Bundespolizei prüft mehrere gesuchte Männer bei Grenzkontrollen an der A93
Am 26. August bei Kiefersfelden: Ersatzfreiheitsstrafe, Zahlung der Geldstrafe und teilweise vermögensrechtliche Maßnahmen

Bei Grenzkontrollen an der A93 bei Kiefersfelden hat die Bundespolizei am Mittwoch, 26. August, mehrere gesuchte Männer überprüft. Nach Angaben der Bundespolizeidirektion München konnte einer von ihnen seine Reise nach einer Zahlung fortsetzen, zwei weitere Fälle endeten anders.
Rumäne muss Ersatzfreiheitsstrafe antreten
Einen rumänischen Staatsangehörigen brachten die Beamten von der Kontrollstelle in die Justizvollzugsanstalt nach Bernau. Bei der Überprüfung seiner Personalien stellte sich heraus, dass das Erlanger Amtsgericht gegen den 23-Jährigen einen Strafbefehl erlassen hatte. Wegen Körperverletzung war Ende vergangenen Jahres eine Geldstrafe in Höhe von 7.500 Euro festgesetzt worden. Da der Mann nach Angaben der Bundespolizei nicht über die finanziellen Mittel verfügte, musste er ersatzweise einen 75-tägigen Haftaufenthalt antreten.

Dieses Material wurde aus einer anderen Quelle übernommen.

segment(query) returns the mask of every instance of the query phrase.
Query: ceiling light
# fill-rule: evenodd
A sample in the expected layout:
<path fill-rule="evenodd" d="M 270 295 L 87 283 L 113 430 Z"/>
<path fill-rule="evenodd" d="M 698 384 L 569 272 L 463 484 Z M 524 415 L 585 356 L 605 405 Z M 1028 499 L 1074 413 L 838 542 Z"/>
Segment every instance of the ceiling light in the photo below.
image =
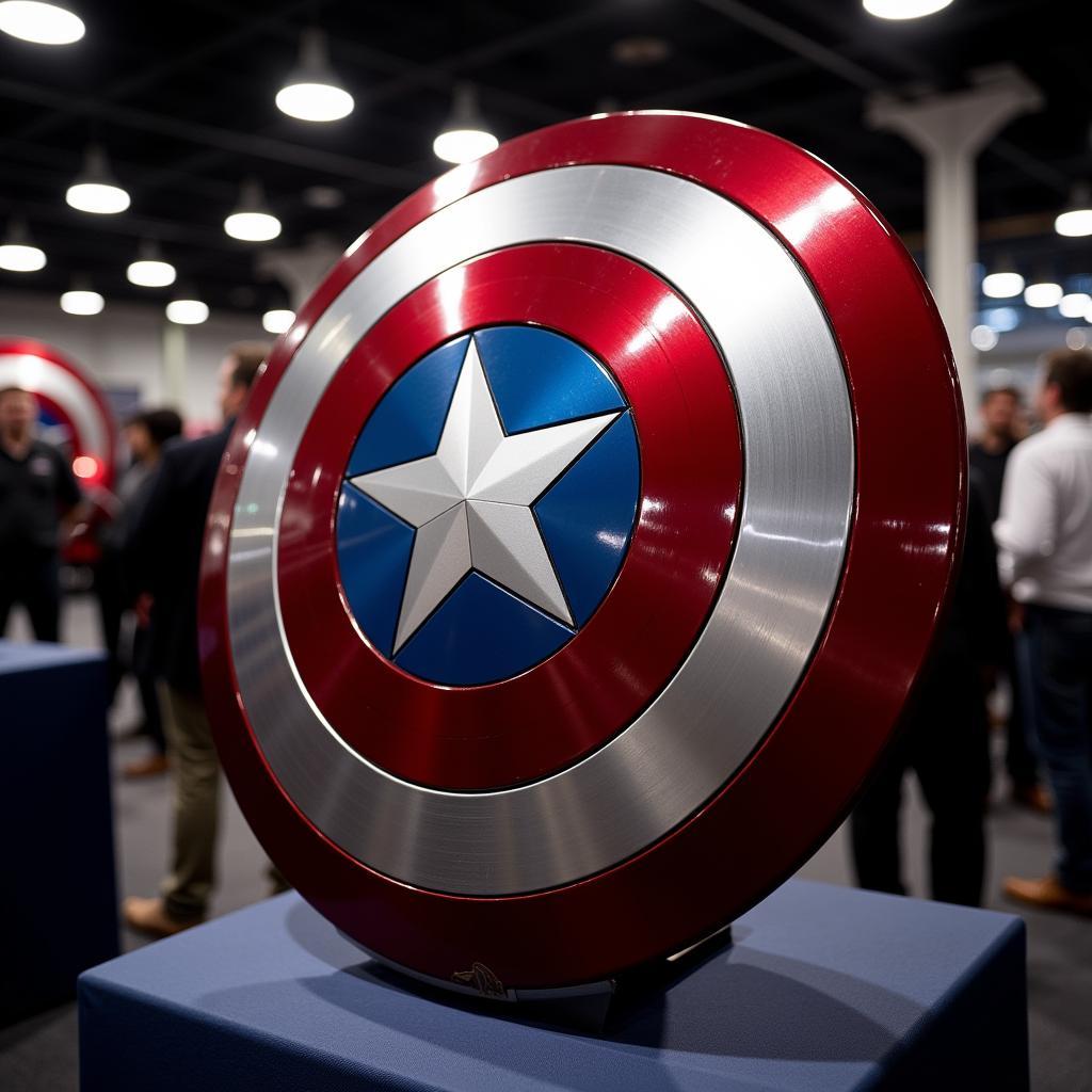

Geldstrafe von Freundin gezahlt
Für einen Ungarn mit einer Geldstrafe in Höhe von 1.200 Euro blieb der Gang ins Gefängnis erspart. Nach der Einreisekontrolle des 32-Jährigen stellte die Bundespolizei fest, dass das Amtsgericht Passau seit April 2025 wegen eines Verstoßes gegen das Waffengesetz diesen Betrag gefordert hatte. Der Mann konnte das Geld nicht selbst aufbringen und bat deshalb seine Freundin telefonisch um Hilfe. Sie zahlte den Betrag bei einem Polizeirevier in Frankfurt am Main ein. Anschließend durfte der ungarische Staatsangehörige weiterreisen.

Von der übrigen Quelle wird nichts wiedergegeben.